Review: “1917” Pantas Diganjar Penghargaan Tertinggi
Judul film “1917” karya sutradara Sam Mendes mungkin tidak setenar “The Irishman” karya Martin Scorsese, “Once Upon A Time…In Hollywood” karya Quentin Tarantino, atau bahkan “Parasite” milik Bong Joon Ho dalam kategori film terbaik tahun 2019. Akan tetapi, semua keraguan tentang kualitas film berlatar belakang Perang Dunia ke-2 tersebut sirna ketika kami menghadiri special screening yang diadakan di CGV Cinemas, Grand Indonesia (17/1). Film yang telah memenangkan penghargaan “Best Motion Picture Drama Category” di ajang Golden Globes 2020 ini pantas mendapatkan semua pujian dan penghargaan yang telah didapatkan di sepanjang musim penghargaan kali ini. Mungkin jika di tahun “1917” perihal memberi pesan kepada kawan semudah dan secepat di tahun 2017, tentu tidak akan ada cerita tentang perjuangan mulia hidup dan mati hingga pengorbanan nyawa oleh dua orang tentara Inggris muda Kopral Schofield dan Kopral Blake.
Demi menyelamatkan satu batalyon dari taktik jebakan tentara Jerman, Kopral Schofield dan Kopral Blake diberi tugas oleh sang atasan untuk menyampaikan sebuah surat bagi Kolonel MacKenzie di Resimen Devonshire agar membatalkan penyerangan terhadap Jerman, karena hal tersebut dapat menyelamatkan kurang lebih 1.600 nyawa termasuk kakak dari Kopral Blake.
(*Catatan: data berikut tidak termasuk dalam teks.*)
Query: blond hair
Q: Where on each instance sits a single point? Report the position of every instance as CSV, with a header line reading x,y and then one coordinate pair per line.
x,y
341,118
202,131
Namun untuk menyampaikan pesan dalam secarik surat tersebut, Schofield dan Blake diharuskan menyeberangi teritorial musuh sambil dikerjar oleh musuh mereka yang lainnya yaitu waktu. Pesan tersebut harus sampai dalam waktu kurang dari 24 jam, sebelum penyerangan oleh Resimen Devonshire dilakukan.
Ada begitu banyaknya rintangan yang menghadapi kedua tentara Inggris yang berani ini tidak menyurutkan tekad mereka berdua untuk menyampaikan pesan tersebut langsung ke tangan sang kolonel. Hingga akhirnya di tengah jalan, karena kebaikan hatinya Kopral Blake justru harus mengorbankan nyawanya dan mengantarkan Kopral Schofield sendirian menyelesaikan misi penting tersebut.
Setelah berkali-kali baku tembak dengan tentara Jerman, Schofield yang pantang menyerah akhirnya berhasil melewati wilayah kekuasaan Jerman di Ecoust dan sampai kepada batalyon kedua di Resimen Devonshire tepat sebelum penyerangan dimulai. Janji seorang sahabat, tekad, dan keberanian yang dibawa oleh Schofield membawanya menyelesaikan misi tersebut dan membawa pesan sampai ke tangan Kolonel MacKenzie sehingga menyelamatkan ribuan sesama tentara Inggris lainnya dari kematian yang sia-sia.
Apiknya teknik pengambilan gambar long shot dalam film “1917” merupakan salah satu yang patut diapresiasi dalam film ini. Dimana teknik pengambilan gambar yang sama juga dilakukan pada film “The Atonement”, “Gravity”, dan “Birdman” yang berhasil memenangkan kategori Best Picture dalam penghargaan 87th Academy Awards. Sejak frame pertama sampai terakhir dalam scoring film dan efek visual yang sangat menakjubkan, penonton diajak untuk benar-benar masuk dan turut serta mengikuti perjalanan misi Schofield dan Blake yang mendebarkan hingga merasakan ketegangan yang sama.
Film “1917” benar-benar hadir dengan membawa kesegaran bagi para pecinta film bertema perang dunia maupun mereka yang hanya menikmati dramanya. Ada perasaan haru, sedih, senang juga bangga. Dengan jalan cerita yang sebenarnya sangat sederhana, film karya sutradara Sam Mendes ini memberikan kesan begitu kompleks secara emosi namun begitu indah dalam sinematografi. Tidak ragu lagi, kami merekomendasikan kamu yang menyukai adrenalin dan film peperangan untuk menyaksikan “1917” di jaringan bioskop CGV di kotamu!